It was no surprise that this should win an Oscar: technically proficient, superbly acted and humanist whilst bashing the ‘commies’. It is a gripping thriller but, as Anna Funder points out in Sight & Sound (May ‘07) utterly ridiculous. The Stasi member who is humanised by music and a poem by Brecht! Great to think so: play that music to Bush!
Funder, who’s book Stasiland (2004) is excellent, also points out that the Stasi are currently trying to rehabilitate themselves and so this sympathetic portrayal of a member of that organisation is politically dubious to say the least. But the film’s excellent for the reasons cited above and who wouldn’t want to believe that art can humanise a monstrous system? Well, those who run that system I suppose.

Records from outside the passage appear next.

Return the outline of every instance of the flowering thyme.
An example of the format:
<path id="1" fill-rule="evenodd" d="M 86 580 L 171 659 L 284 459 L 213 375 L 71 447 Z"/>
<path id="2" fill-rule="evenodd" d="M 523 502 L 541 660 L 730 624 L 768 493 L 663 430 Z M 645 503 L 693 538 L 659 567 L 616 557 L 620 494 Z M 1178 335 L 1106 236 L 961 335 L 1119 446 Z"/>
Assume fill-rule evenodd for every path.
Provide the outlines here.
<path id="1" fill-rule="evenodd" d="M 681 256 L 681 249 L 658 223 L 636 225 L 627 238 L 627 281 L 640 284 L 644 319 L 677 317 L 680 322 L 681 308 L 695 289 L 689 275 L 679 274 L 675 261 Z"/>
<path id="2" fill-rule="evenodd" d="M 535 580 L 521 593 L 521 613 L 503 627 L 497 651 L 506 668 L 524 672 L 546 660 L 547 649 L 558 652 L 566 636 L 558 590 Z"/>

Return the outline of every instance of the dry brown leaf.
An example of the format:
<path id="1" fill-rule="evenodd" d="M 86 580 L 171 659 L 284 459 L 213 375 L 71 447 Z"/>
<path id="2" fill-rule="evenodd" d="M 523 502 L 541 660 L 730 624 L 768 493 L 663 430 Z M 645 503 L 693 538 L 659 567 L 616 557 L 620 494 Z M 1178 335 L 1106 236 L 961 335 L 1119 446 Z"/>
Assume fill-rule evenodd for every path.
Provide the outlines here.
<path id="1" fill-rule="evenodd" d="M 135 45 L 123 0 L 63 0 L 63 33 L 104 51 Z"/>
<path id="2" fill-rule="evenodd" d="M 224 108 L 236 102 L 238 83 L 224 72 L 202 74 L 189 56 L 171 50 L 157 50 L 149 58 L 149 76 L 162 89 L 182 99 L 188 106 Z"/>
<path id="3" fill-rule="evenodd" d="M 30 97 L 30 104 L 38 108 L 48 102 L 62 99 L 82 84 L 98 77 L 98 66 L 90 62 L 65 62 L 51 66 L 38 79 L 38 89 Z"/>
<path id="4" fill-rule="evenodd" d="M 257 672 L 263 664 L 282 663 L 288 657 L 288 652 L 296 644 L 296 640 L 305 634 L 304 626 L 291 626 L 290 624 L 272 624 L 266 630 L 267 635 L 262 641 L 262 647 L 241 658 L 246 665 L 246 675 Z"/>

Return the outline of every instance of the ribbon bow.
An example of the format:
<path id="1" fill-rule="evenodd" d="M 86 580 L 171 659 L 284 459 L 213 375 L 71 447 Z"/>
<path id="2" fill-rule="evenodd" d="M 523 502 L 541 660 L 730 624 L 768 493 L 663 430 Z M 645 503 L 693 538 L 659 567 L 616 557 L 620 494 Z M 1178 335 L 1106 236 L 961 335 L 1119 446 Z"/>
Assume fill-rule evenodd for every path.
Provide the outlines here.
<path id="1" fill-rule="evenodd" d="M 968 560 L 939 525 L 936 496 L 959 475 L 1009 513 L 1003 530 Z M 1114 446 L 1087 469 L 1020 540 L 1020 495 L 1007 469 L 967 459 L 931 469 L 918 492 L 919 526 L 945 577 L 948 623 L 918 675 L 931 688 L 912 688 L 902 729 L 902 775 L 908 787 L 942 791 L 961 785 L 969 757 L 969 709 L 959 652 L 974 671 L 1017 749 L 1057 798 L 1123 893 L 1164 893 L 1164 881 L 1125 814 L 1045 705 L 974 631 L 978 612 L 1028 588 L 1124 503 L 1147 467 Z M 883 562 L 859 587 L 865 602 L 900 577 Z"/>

Your comments prompted me to go back and read the Funder article and also to begin to reflect on my first viewing of the film last year. I remember watching the film without any preconceptions and for the first hour thinking that it was very well written and effectively directed. But then I began to think that it was actually ‘over written’ and that the characters had little room to breathe. At the end, which I found provoking, I thought that perhaps it had been rescued with some plot tricks. After the screening, I briefly discussed it with Rona who was more unhappy with it than I was and I began to come round to her point of view. I think my eventual conclusion was that it was actually a genre thriller that had been saddled, deliberately or not, I wasn’t sure, with a lot of ideological baggage.
My main problem, I guess, is that I’m always suspicious of critiques of what happened under communism unless they come from socialists or humanists with impeccable credentials. Even then, as you suggest, they can be hijacked by critics and commentators from the right. My aim is to watch the film again and think about it a bit more. My reaction to Funder is that she treads dangerous ground in suggesting that this or that could never happen . . . it wasn’t possible etc. Sure enough in Sight & Sound August 2007, Paul Oestreicher responded with a letter that said that it did indeed happen. Worse, in Sight & Sound June 2007, Maggie Hoffgen points out that Funder’s article is sloppily written in confusing the successor to the Communist Party in the East, the PDS, with the SDP. ( I can’t believe she made such an error, perhaps a BFI editor changed the copy?)
I admire the technical skill and creative imagination that director Florian Henckel von Donnersmarck showed and I have no problem with genre films, but I’d probably prefer a more nuanced account of either the conflicted self identity of a Stasi man or the story of the real people who suffered. Anyway, a re-viewing is certainly called for.